Shasta Nelson, who has spoken at Hollywood Adventist Church a number of years ago, is a friendship guru who explains that friends come in all forms, not just of the best friends variety. We have friendships with everyone that we have banked some degree of familiarity, regularity, and good times with. We have friends that we might only see at work or at the gym, and we might have friends that we see only in group settings, and still others that used to be best friends seeing them everyday, but now because they moved, we text about the important things that come up maybe once a week. When you take that kind of inventory of your regular life routine, 150 might feel just about right. [Read one of Shasta Nelson’s books or watch one of her workshops on YouTube to better apply it for yourself.]

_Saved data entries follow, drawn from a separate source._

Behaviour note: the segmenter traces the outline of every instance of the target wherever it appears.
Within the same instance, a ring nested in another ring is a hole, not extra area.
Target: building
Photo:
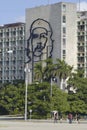
[[[33,78],[34,64],[47,57],[65,60],[77,68],[77,8],[60,2],[26,9],[28,67]],[[32,53],[33,52],[33,53]],[[33,54],[33,55],[32,55]],[[65,89],[65,81],[60,87]]]
[[[87,77],[87,11],[77,13],[78,16],[78,69],[85,70],[85,77]]]
[[[25,37],[26,36],[26,37]],[[0,26],[0,82],[24,80],[25,48],[29,82],[34,64],[52,57],[65,60],[87,77],[87,11],[75,3],[60,2],[26,9],[25,23]],[[31,81],[32,80],[32,81]],[[65,81],[61,89],[65,88]]]
[[[0,82],[24,80],[25,23],[0,26]]]

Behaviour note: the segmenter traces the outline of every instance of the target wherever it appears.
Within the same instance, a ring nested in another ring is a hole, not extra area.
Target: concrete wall
[[[66,10],[63,10],[63,5]],[[66,22],[63,23],[63,15]],[[53,35],[53,53],[52,58],[64,59],[63,50],[65,50],[65,61],[77,68],[77,11],[76,4],[73,3],[56,3],[53,5],[40,6],[26,9],[26,39],[30,36],[30,27],[33,21],[41,18],[48,21],[52,27]],[[63,34],[63,27],[66,28],[66,34]],[[63,47],[63,38],[66,39],[66,47]],[[50,44],[50,41],[49,41]],[[62,83],[64,84],[64,83]],[[63,87],[61,86],[61,89]]]
[[[30,35],[30,26],[38,18],[47,20],[53,30],[53,59],[63,59],[62,57],[62,5],[66,5],[66,58],[65,61],[77,67],[77,15],[76,5],[73,3],[57,3],[53,5],[40,6],[26,9],[26,39]]]

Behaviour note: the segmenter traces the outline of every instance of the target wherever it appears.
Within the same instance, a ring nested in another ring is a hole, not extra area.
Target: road
[[[87,130],[87,123],[53,123],[30,121],[0,121],[0,130]]]

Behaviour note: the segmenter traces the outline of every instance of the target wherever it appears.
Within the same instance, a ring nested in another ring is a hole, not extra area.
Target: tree
[[[76,89],[76,93],[69,92],[68,101],[73,113],[87,114],[87,79],[83,71],[77,70],[68,81],[69,86]]]
[[[69,77],[71,75],[72,69],[73,67],[68,65],[64,60],[56,59],[55,75],[57,75],[60,80]]]
[[[32,109],[32,118],[47,118],[50,113],[50,85],[43,82],[28,86],[28,111]]]
[[[53,60],[48,58],[35,65],[35,77],[50,82],[52,77],[58,76],[61,81],[70,76],[72,69],[73,67],[65,63],[64,60],[56,59],[56,63],[53,63]]]
[[[55,64],[53,63],[53,60],[51,58],[46,59],[45,63],[45,80],[47,82],[50,82],[51,78],[55,76]]]
[[[57,86],[53,86],[52,94],[52,109],[58,112],[65,113],[69,111],[69,104],[67,101],[68,94],[60,90]]]
[[[32,109],[32,118],[49,118],[53,110],[61,113],[69,111],[67,93],[60,90],[58,86],[52,87],[51,97],[51,86],[47,82],[28,86],[28,112]]]
[[[35,64],[35,79],[39,81],[50,82],[51,77],[54,75],[55,65],[51,58]]]
[[[44,80],[44,67],[43,67],[43,62],[38,62],[35,64],[34,67],[34,72],[35,72],[35,76],[34,79],[37,81],[42,82]]]
[[[24,114],[24,86],[9,84],[0,91],[0,114]],[[23,94],[23,95],[22,95]]]

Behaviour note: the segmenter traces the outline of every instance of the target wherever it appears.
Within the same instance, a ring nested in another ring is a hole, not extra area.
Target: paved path
[[[87,124],[0,121],[0,130],[87,130]]]

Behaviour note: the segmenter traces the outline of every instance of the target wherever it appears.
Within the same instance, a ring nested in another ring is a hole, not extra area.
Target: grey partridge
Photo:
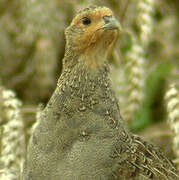
[[[179,179],[120,116],[107,62],[119,31],[112,11],[97,6],[66,29],[63,71],[31,137],[23,180]]]

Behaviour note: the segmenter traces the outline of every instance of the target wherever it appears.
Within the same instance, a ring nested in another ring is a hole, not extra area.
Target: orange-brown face
[[[73,19],[66,30],[67,44],[76,51],[92,48],[108,51],[120,28],[113,13],[106,7],[86,8]]]

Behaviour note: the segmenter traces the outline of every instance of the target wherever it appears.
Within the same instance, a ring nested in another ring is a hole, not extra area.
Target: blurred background
[[[123,29],[110,76],[129,130],[178,164],[179,1],[0,0],[0,169],[26,155],[63,68],[64,30],[89,5],[111,8]]]

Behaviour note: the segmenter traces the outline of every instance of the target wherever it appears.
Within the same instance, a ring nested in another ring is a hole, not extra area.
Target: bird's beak
[[[119,30],[121,31],[121,25],[119,21],[114,17],[114,16],[104,16],[104,25],[102,26],[101,29],[105,30]]]

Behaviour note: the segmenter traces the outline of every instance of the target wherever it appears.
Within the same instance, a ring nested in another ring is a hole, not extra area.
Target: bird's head
[[[92,59],[107,56],[118,37],[120,23],[106,7],[91,6],[76,15],[66,29],[66,49]],[[97,62],[97,60],[96,60]]]

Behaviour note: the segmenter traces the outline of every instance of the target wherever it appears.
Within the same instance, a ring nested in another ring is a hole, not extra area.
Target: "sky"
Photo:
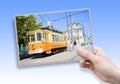
[[[82,83],[101,84],[79,62],[17,67],[14,16],[37,12],[90,8],[93,43],[104,49],[120,67],[119,0],[0,0],[0,83]]]
[[[53,26],[54,29],[61,30],[65,32],[67,25],[71,22],[79,22],[86,30],[90,30],[90,15],[89,9],[71,9],[68,10],[58,10],[58,11],[48,11],[47,13],[38,12],[32,15],[36,16],[36,22],[43,22],[43,27],[48,25],[48,22]],[[26,15],[26,14],[25,14]],[[24,16],[24,15],[23,15]],[[68,22],[68,23],[67,23]]]

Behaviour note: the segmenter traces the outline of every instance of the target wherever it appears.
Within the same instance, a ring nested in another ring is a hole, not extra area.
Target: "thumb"
[[[81,57],[84,57],[84,58],[90,60],[91,62],[95,62],[97,60],[96,56],[94,56],[93,53],[91,53],[88,50],[83,49],[82,47],[77,48],[77,53]]]

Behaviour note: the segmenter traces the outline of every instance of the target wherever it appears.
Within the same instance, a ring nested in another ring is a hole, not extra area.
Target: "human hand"
[[[80,66],[90,69],[98,78],[111,84],[120,84],[120,70],[113,64],[106,53],[94,47],[93,53],[79,47],[77,53],[86,58],[80,61]]]

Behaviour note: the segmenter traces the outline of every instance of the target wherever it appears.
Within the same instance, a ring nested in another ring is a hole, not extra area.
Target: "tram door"
[[[44,50],[49,51],[50,50],[50,45],[49,45],[49,36],[48,32],[43,32],[43,45],[44,45]]]

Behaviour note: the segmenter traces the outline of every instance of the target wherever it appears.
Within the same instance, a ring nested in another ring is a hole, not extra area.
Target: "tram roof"
[[[42,27],[42,28],[38,28],[37,30],[51,30],[51,31],[54,31],[54,32],[58,32],[58,33],[63,33],[62,31],[60,31],[60,30],[57,30],[57,29],[55,29],[55,28],[50,28],[49,26],[47,26],[47,27]]]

We all want to feel that we are a part of a circle of friends where we belong and contribute, where we feel loved and accepted. Wouldn’t that be wonderful if that place was in our church for you and for everyone else too? Although we have many strides in that direction, I see some things are still getting in the way, and I think the biggest things are our expectations of what friendships are, what church should be, and what our role is in this community. To illustrate, I’ll share my own experience with these details I’ve just shared, and I pray you will trace your own way to better friend network by it.
A little bit of time after I came to Hollywood, I still had a lot of friends back in the La Sierra / Loma Linda area from college days. I would visit some contingent of them almost every weekend, enjoying the familiarity they brought to my life and pastime. As my friends continued in their lives and me in mine, I realized I was making a decision by my actions. I knew that friendships don’t “just happen” and they won’t especially when I’m spending every weekend trying to maintain my past active connections.
I had learned of Dunbar’s number and I also knew that our church had over a hundred people in its orbit. I also knew that I loved our church and felt with confidence that God had led me here. So I invested myself fully into the people in our church, probably specifically into you reading this blurb I’m writing, and I let many of my friendships become dormant - not canceled - just into a “I’ll see them when I see them” state, knowing that it’ll be great when I’m around my old friends, but I’m in Los Angeles now. This is my city, these are my people, and I want to get to know them, I want to learn to love them, because obviously God does and so will I. I made that choice to fully invest and I love my network of all kinds of friendships here!
I’m just starting this conversation for us to continue. You have about 150, what number can you let open for investing in this community that is called by God’s name in this great city that God loves? I want to encourage you to open yourself up to the experience God has for you here. Consider who might be in your friendship circles you didn’t consider friends before. Friends come in all shapes and sizes, kinds and colors, and God has a rich experience awaiting you here. God has a great experience waiting for you, will you open yourself up for it?